Thursday, March 9, 2017

UK workers warned of 15 years without pay rise; ECB sees global politics as the big risk; AirBnB valued at $31bn

1 No pay rise for 15 years, UK workers warned (Katie Allen, Angela Monaghan & Phillip Inman in The Guardian) Workers in Britain are on course to suffer an unprecedented 15 years of lost earnings growth and have been warned to prepare for a third successive parliament of austerity by a leading thinktank.

Analysing Philip Hammond’s spring budget, the Institute for Fiscal Studies (IFS) said that after suffering a lost decade of earnings growth, households were now about to be hit by big welfare cuts.
Paul Johnson, the thinktank’s director, highlighted permanent scars to the UK economy from the global financial crisis and said that almost a decade on the prospects for income and earnings growth remained weak.

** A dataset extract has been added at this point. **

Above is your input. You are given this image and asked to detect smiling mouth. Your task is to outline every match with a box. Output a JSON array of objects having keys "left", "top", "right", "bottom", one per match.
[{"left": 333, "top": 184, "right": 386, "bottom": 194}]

“On current forecasts average earnings will be no higher in 2022 than they were in 2007. Fifteen years without a pay rise. I’m rather lost for superlatives. This is completely unprecedented,” he said at the IFS’s traditional post-budget day briefing. Johnson said the latest economic outlook implied that in the wake of the financial crisis the UK had suffered permanent losses to productivity – a measure of output per hour.

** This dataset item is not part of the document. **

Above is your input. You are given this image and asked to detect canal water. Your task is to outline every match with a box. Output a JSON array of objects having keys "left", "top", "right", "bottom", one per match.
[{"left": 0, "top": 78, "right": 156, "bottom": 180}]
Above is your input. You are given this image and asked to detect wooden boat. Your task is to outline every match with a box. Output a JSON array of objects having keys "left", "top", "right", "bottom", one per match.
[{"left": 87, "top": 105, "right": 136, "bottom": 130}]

In a grim assessment of the new budget forecasts, the thinktank said families would miss out on £12,000 of pay growth by 2020, the worst decade for 210 years. Workers will be hit with falling real pay, where inflation exceeds wage growth, in the coming months. Real average earnings are only expected to return to their pre-crisis peak by the end of 2022.

2 ECB sees global politics as the big risk (San Francisco Chronicle) The head of the European Central Bank says global political events like Brexit and turbulent election campaigns in Europe pose increasing risks for the economy.

Mario Draghi said that the international arena has become more troubling since last year even as the 19-country eurozone's economy continues to heal from its own home-grown and drawn-out economic difficulties.

"If one wants to assess the balance... we would say that the domestic sources of risks have been more contained," Draghi said. "And the geopolitical global risks share of importance, if anything, has gone up."
Risk factors Draghi mentioned include the raft of European elections this year in France, the Netherlands and Germany that will give right-wing candidates opposed to the EU and euro membership a chance to test their support. And Britain is due to start its official divorce talks with the European Union within weeks.

New U.S. President Donald Trump has raised uncertainty about US policy on trade as well as toward the dollar by at one point mentioning the currency was "too strong." Draghi said that while geopolitical events have not derailed the economy's recovery so far, it was unwise to become complacent.

The eurozone economy grew 1.7 percent last year as the bloc continues to recover from a crisis over high debt that threatened to break it apart in 2011-2012. Unemployment has slowly fallen to 9.6 percent with big differences among member countries; Germany's is at 3.9 percent but Greece, still struggling with bailouts, has a rate of 23 percent. By comparison, the rate in the US is 4.8 percent.

3 AirBnB valued at $31bn (BBC) Home rental company AirBnB has raised $1bn (£821m) of investment funding in a deal that values the firm at $31bn. The San Francisco-based firm disclosed the investment in a filing to the US Securities and Exchange Commission.

It has grown rapidly since its launch in 2008, and currently operates in 65,000 cities worldwide. The firm, which does not publish its sales figures, makes its money by enabling homeowners to rent out their homes. It takes a 3% cut of each booking and a 6% to 12% service charge from guests.

AirBnB has been diversifying and recently began offering users new services, such as tailor-made city tours and exclusive experiences with local experts. However, it has also faced criticism over claims it is driving up rents and contributing to housing shortages in some cities.

The accommodation site lets people rent out their properties, often at prices undercutting hotels and traditional Bed and Breakfasts. It was started by university friends Brian Chesky and Joe Gebbia in 2008 to help pay the rent on their San Francisco flat.

As the site expanded into more and more cities, helped by the use of professional photographers, it attracted backers including Amazon founder Jeff Bezos and actor Ashton Kutcher. In total it has raised more than $3bn from investors and it is now the second most valuable start-up in the US after Uber, which is valued at about $70bn.